The AU’s call to oppose the ICC Appeals Chamber’s May 2019 judgement on Jordan ignores one thing: the AU made submissions to the Appeals Chamber before it reached its judgement. The AU made its submissions at the invitation of the Appeals Chamber. The AU’s chief lawyer, Namira Negm, led the team that argued its submission during the hearings on the Jordan case that were held between 10 and 14 September 2018.

In the February 2020 resolution, the AU also asked African members of the ICC to raise before the court’s membership issues that concern African states such as “the rights of the accused and the immunities of Heads of State and Government and other senior officials.” The resolution further asked African members to “propose necessary amendments to the Rome Statute within the ambit of the ongoing discussions on the reform of the ICC,” by its membership.

Making peace without al Bashir

One reason the AU gave against effecting the arrest warrants against al Bashir was that he was key to bringing peace to Sudan’s western region of Darfur. The AU was involved in negotiations for peace in Darfur, a process that has been on and off over the years. Ironically, once al-Bashir was removed from power in April 2019, the transitional authorities who replaced him were able to initiate and conclude peace deals on the Darfur conflict last year.

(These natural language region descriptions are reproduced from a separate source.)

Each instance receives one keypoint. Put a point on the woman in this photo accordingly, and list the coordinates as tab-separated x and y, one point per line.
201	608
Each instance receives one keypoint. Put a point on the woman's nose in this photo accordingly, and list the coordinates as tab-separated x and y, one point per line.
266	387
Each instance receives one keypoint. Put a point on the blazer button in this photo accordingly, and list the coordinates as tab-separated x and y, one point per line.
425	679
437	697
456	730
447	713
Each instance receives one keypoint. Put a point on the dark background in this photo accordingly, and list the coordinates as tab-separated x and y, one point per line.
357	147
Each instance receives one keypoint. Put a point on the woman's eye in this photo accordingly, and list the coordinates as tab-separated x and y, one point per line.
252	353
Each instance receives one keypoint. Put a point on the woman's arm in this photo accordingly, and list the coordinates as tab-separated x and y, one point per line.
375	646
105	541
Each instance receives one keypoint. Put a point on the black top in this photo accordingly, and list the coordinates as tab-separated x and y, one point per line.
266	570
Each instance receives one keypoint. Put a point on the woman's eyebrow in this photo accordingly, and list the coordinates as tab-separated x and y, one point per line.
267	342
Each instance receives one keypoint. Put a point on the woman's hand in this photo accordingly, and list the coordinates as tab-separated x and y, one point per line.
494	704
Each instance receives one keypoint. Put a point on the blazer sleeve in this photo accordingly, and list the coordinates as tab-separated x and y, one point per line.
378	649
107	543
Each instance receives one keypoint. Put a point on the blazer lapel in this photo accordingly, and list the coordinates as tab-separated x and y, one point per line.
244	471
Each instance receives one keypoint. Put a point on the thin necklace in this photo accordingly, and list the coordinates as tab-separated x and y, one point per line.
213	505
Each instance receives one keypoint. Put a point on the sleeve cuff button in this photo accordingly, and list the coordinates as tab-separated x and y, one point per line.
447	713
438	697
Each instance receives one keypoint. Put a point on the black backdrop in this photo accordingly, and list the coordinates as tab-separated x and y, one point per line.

In August this year, the Cabinet in Sudan resolved to hand over al Bashir to the ICC in execution of the two arrest warrants against him. This is a significant step since the transitional government took office in 2019 and indicated that Sudanese authorities were considering reversing the previous position that al Bashir would not be handed over to the ICC. The next step is for the overall transitional authority in Sudan, the Sovereignty Council, to discuss the Cabinet decision and decide whether to endorse it.

Ignoring victims

The criticism levelled at the ICC that it is biased against Africa often ignores a key issue: the victims of conflict on the continent. When a conflict is at its peak, victims will receive emergency aid. The more prolonged a conflict becomes, the less aid victims receive. Rarely will such aid be from the victims’ government. And often that foreign-donated aid is all that victims of conflict can expect.

The perpetrators of the conflict that made them victims are rarely held to account for the atrocities they committed. Yet, victims live with the consequences of those atrocities for the rest of their lives. This was the constant refrain of the victims of the northern Uganda conflict who testified during the Ongwen trial.

The criticism levelled at the ICC that it is biased against Africa often ignores a key issue: the victims of conflict on the continent.

Women testified about their families rejecting them because they returned home with children they gave birth to while with the LRA. One person testified about having to change schools several times because teachers and students abused him when they found out he had been in the LRA. Another person testified about wanting to resume his education that was interrupted when he was abducted by the LRA but he did not earn enough to do that and also educate his children. So he has focused on educating his children.

These and other victim stories are rarely spoken about whenever the ICC is criticised of having an African bias.